Equity Release: A Jargon Free Explanation

By April 15, 2010Debt Solutions

Now here’s something we’ve never discussed before on this site – equity release; if you’re a homeowner of 50-55 years and older, equity release schemes are one of many debt solutions you might wish to consider.Equity Release

What is Equity Release?

To explain how equity release schemes can help, we first need to look at exactly what equity means in the context of the housing market. In very simple terms, The equity in your home is the difference between what your property is worth and any outstanding debt secured against your house. So releasing this money is simply getting hold of money that is yours anyway, which means that there is no tax payable on any funds you receive. There are numerous equity release plans on the market and it really is a case of buyer beware before signing anything.

However, the main points about equity release are:

  • You have to be over a certain age (typically over 50) and own your own home
  • You can get a cash lump sum, a regular income, or both, to use as you wish
  • You can continue to live in your home
  • You continue to be responsible for maintaining your home.

In essence, there are two main types of equity release scheme – lifetime mortgages and home reversions. In this post we’ll look at the different types of lifetime mortgages and, in the next post, we’ll concentrate on home reversions.

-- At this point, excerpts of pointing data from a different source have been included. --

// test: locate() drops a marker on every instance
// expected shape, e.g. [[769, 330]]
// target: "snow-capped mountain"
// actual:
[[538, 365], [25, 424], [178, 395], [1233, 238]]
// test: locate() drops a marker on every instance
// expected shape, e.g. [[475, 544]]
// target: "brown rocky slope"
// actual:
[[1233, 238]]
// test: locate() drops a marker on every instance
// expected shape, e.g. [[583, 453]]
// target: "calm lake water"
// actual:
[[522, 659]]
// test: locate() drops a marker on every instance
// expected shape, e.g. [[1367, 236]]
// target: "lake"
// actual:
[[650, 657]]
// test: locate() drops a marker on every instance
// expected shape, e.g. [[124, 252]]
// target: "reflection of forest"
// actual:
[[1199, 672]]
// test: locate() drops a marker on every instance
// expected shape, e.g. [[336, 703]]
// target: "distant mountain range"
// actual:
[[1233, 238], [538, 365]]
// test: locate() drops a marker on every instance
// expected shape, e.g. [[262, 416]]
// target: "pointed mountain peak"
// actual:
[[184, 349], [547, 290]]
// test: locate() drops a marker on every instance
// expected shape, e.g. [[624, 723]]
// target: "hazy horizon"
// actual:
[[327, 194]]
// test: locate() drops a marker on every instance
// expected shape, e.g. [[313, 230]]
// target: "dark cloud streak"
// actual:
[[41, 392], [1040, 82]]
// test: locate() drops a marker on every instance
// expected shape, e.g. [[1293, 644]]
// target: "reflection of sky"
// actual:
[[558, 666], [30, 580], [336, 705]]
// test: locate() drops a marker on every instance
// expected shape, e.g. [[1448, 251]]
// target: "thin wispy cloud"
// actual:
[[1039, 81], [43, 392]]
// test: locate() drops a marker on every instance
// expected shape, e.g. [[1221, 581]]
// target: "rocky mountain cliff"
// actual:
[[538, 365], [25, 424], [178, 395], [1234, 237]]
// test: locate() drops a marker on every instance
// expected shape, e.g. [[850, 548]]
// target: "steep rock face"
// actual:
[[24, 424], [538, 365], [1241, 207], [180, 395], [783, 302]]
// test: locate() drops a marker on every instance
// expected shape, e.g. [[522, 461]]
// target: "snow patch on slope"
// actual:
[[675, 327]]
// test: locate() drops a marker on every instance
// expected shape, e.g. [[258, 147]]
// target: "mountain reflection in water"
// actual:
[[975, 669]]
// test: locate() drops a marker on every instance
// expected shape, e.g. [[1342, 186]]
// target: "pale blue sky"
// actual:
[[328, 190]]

Equity Release: Lifetime Mortgage

  1. You take out a loan that is secured on your home (that is, the lender knows they can get their money back by selling your home)
  2. You continue to own your home, although you will have to pay back the mortgage on it;
  3. You repay the mortgage from the proceeds of the sale of your home when you die, or if you move out

Roll-Up Mortgage

With this type of Lifetime Mortgage, you borrow the cash as either a lump some or as regular income. Fixed or variable interest is added to the loan monthly or yearly. But you do not pay the interest until your home is sold. This could be when you die or need to go into a care home.

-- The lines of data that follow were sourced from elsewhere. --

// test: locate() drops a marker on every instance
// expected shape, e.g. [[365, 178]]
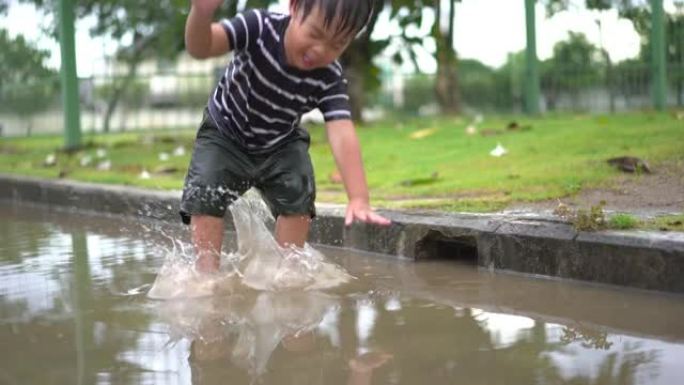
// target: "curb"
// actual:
[[639, 259]]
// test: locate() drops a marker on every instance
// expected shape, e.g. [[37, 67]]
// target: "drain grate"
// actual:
[[437, 246]]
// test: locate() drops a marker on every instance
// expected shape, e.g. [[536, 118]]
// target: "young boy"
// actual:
[[283, 66]]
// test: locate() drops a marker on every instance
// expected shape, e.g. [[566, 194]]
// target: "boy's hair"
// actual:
[[350, 17]]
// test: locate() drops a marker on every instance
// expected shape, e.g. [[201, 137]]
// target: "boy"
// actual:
[[250, 136]]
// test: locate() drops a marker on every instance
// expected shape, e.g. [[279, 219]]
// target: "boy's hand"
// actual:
[[360, 209], [206, 7]]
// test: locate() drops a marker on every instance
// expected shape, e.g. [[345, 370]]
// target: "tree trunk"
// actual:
[[357, 61], [446, 81]]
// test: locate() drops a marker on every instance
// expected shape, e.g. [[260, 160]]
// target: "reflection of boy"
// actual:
[[250, 137]]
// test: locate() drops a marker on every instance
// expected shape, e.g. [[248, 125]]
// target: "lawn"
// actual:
[[424, 163]]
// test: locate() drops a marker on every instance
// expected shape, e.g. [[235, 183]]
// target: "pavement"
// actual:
[[526, 242]]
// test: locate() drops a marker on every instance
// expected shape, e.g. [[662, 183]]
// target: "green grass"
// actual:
[[665, 223], [557, 157], [623, 222]]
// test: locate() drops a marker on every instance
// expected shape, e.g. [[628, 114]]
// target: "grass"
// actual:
[[665, 223], [623, 222], [446, 169]]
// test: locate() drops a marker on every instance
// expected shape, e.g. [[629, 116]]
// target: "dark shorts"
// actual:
[[221, 170]]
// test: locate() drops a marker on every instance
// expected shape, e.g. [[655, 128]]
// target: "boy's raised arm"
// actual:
[[204, 39], [347, 152]]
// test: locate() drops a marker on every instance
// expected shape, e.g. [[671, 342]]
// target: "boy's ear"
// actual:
[[293, 7]]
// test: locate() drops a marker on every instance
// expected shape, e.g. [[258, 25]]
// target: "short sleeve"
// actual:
[[334, 102], [243, 29]]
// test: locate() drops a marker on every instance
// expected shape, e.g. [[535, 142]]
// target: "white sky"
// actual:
[[486, 30]]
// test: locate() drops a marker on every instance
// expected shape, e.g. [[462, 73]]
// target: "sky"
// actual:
[[486, 30]]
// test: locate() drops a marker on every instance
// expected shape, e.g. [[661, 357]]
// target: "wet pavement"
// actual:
[[74, 310]]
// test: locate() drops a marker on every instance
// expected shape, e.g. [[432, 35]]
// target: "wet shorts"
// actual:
[[221, 170]]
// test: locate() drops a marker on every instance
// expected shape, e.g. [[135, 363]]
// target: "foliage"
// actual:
[[26, 84], [582, 219], [576, 64], [557, 157], [623, 222]]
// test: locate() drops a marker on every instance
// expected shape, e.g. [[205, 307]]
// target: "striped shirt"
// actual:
[[260, 99]]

The main point to bear in mind here is that interest is compound that is it is charged on the loan and also on all the interest that has already been added. This means that the amount owed grows quickly – particularly if you have taken the money as a lump-sum. As an example, if you took a lump sum of £45,000 at, say, 5% interest a year, this is how the amount owed would grow over 25 year period:

Number of Years since Loan

Amount you Owe in £

5 57,433
10 73,301
15 93,552
20 119,399
25 152,387

Obviously, the higher the interest rate, the higher the amount you will eventually pay back.

Draw Down Mortgage

This is another type of Lifetime Mortgage. With the Draw Down Mortgage, rather than taking out a single lump sum, you take smaller amounts over a period of time; these amounts can be taken at regular intervals or as and when you need them. Interest is not paid until the loan has been repaid.

Interest Only Mortgage

You borrow a cash lump sum and pay back the interest on the loan each month at either a fixed or variable rate. If you are on a fixed pension you could find a variable rate mortgage difficult to repay if interest rates rise. You don’t pay back the original amount of the loan until you sell your house.

Fixed Repayment Mortgage

Once again, you borrow a cash lump sum but, rather than being charged interest over the lifetime of the loan, you promise to pay the lender more than you originally borrowed when you eventually sell your home. The amount you will repay is fixed when you take the loan out.

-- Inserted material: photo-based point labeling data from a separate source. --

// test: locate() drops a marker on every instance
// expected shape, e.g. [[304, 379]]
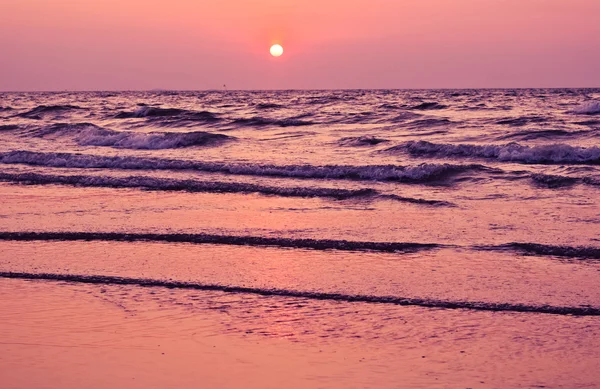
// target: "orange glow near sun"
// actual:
[[276, 50]]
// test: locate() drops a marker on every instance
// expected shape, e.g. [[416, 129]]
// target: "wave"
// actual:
[[428, 123], [9, 127], [522, 121], [315, 244], [165, 184], [40, 111], [162, 113], [87, 134], [268, 106], [395, 300], [429, 106], [581, 252], [365, 140], [423, 173], [152, 140], [259, 121], [557, 251], [588, 108], [554, 181], [592, 180], [543, 134], [512, 152]]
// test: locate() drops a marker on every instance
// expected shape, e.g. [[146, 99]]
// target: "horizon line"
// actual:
[[288, 89]]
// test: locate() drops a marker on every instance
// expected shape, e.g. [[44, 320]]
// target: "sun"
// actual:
[[276, 50]]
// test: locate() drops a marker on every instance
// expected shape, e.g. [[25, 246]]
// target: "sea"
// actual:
[[455, 221]]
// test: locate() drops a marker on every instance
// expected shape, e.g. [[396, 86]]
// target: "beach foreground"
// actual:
[[66, 335]]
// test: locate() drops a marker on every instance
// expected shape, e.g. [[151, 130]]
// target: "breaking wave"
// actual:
[[365, 140], [423, 173], [259, 121], [512, 152], [543, 134], [234, 240], [429, 106], [396, 300], [152, 140], [554, 181], [40, 111], [156, 112], [558, 251], [165, 184], [589, 108], [87, 134], [522, 121]]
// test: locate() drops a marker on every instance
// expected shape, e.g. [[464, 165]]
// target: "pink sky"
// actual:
[[202, 44]]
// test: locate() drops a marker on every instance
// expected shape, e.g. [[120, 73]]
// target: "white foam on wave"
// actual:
[[150, 141], [588, 108], [512, 152], [86, 134], [417, 173]]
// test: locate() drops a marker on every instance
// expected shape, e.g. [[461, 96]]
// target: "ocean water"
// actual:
[[477, 208]]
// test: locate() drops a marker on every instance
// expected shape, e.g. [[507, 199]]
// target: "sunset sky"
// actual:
[[202, 44]]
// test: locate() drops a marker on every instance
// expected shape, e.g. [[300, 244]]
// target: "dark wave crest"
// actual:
[[166, 113], [424, 173], [429, 106], [557, 251], [522, 121], [165, 184], [259, 121], [40, 111], [544, 134], [87, 134], [525, 248], [315, 244], [512, 152], [404, 301], [365, 140]]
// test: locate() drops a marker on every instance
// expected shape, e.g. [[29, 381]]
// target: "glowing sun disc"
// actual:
[[276, 50]]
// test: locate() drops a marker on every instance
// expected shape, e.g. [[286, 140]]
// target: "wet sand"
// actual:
[[68, 335]]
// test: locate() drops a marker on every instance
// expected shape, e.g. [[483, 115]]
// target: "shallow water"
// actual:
[[438, 203]]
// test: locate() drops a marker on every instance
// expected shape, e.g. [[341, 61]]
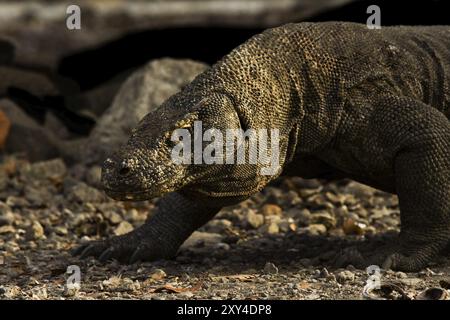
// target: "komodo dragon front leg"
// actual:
[[420, 135], [159, 237]]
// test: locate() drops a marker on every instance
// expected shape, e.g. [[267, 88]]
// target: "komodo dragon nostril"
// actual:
[[124, 169]]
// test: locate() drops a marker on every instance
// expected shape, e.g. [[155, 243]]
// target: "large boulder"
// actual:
[[25, 136], [141, 93]]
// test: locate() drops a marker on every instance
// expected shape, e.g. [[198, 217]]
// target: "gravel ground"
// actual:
[[292, 241]]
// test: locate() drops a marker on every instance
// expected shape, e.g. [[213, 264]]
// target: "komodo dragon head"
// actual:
[[144, 168]]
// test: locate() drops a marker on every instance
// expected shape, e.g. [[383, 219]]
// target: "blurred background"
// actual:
[[58, 85]]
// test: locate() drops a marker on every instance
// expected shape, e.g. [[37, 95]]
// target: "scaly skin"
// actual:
[[371, 105]]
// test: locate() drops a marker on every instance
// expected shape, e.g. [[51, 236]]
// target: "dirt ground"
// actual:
[[294, 240]]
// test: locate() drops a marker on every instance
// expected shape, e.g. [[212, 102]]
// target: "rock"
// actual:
[[26, 136], [351, 227], [271, 210], [287, 225], [113, 217], [71, 291], [222, 246], [82, 193], [7, 229], [303, 216], [123, 228], [218, 225], [253, 219], [270, 268], [142, 92], [158, 274], [93, 176], [323, 218], [271, 228], [412, 282], [35, 231], [433, 294], [313, 229], [119, 284], [345, 276]]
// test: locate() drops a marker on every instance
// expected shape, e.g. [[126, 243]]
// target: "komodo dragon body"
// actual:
[[370, 105]]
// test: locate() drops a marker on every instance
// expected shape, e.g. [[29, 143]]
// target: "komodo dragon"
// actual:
[[370, 105]]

The downside of this scheme is that the lender may charge interest on this higher sum from the date you die until the mortgage is actually repaid, thus putting pressure on your loved ones to sell the home.

Home Income Plan

Another scheme where you take out a lump sum, which is used to buy an annuity that gives you a regular income, usually fixed for life. You pay the interest on the loan, usually at a fixed rate, from the income provided by the annuity. The amount you originally borrowed is repaid when your home is sold. This is really a scheme for older people as, if you take the annuity soon after retirement, the income from it will be fairly low. The older you are when you buy an annuity, the higher the income you’ll get, as there are fewer years over which the income will need to be paid.

Shared Appreciation Mortgage (SAM)

With a SAM you agree with the lender that they can have a share in any increase in the value of your home when it is sold in return for them charging you less or no interest on the loan.